Corrosión

La corrosión puede producirse en superficies internas y externas de las tuberías, depósitos y radiadores. Durante la fase de diseño se tendrán que tener en cuenta diferentes aspectos tales como el material de la tubería, aislante, medio, humedad y purgado de aire, etc.

La corrosión interna puede producirse si existe oxígeno en la tubería o si se produce un caudal muy rápido en las uniones. Para impedir la corrosión, las velocidades existentes en el sistema no pueden ser muy elevadas y se debe evitar la presencia de aire en el sistema, por ejemplo, no se deben utilizar tuberías en las que se pueda difundir el aire. En caso necesario se pueden agregar agujeros de salida de aire ya que de esta forma se limita la cantidad de oxígeno en el agua.
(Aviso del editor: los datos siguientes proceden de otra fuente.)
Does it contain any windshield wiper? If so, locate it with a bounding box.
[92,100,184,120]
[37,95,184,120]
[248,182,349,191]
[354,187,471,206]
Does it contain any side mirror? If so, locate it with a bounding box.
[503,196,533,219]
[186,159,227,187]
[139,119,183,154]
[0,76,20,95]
Se produce una corrosión externa cuando se instala una tubería de acero en un ambiente húmedo o cuando se produce condensación en la superficie de una tubería utilizada para transportar un medio frío. Por ello, habrá que proteger las superficies externas de las tuberías de los sistemas de refrigeración de los efectos de la corrosión o bien fabricarlas en materiales no corrosivos como el plástico. Como el aire se puede difuminar a través del plástico, no se deberán utilizar tuberías de plástico junto con las tuberías de acero.

La corrosión se puede producir en un depósito o en un radiador cuando en el fondo se precipita el fango o cuando se acumula aire en la parte superior.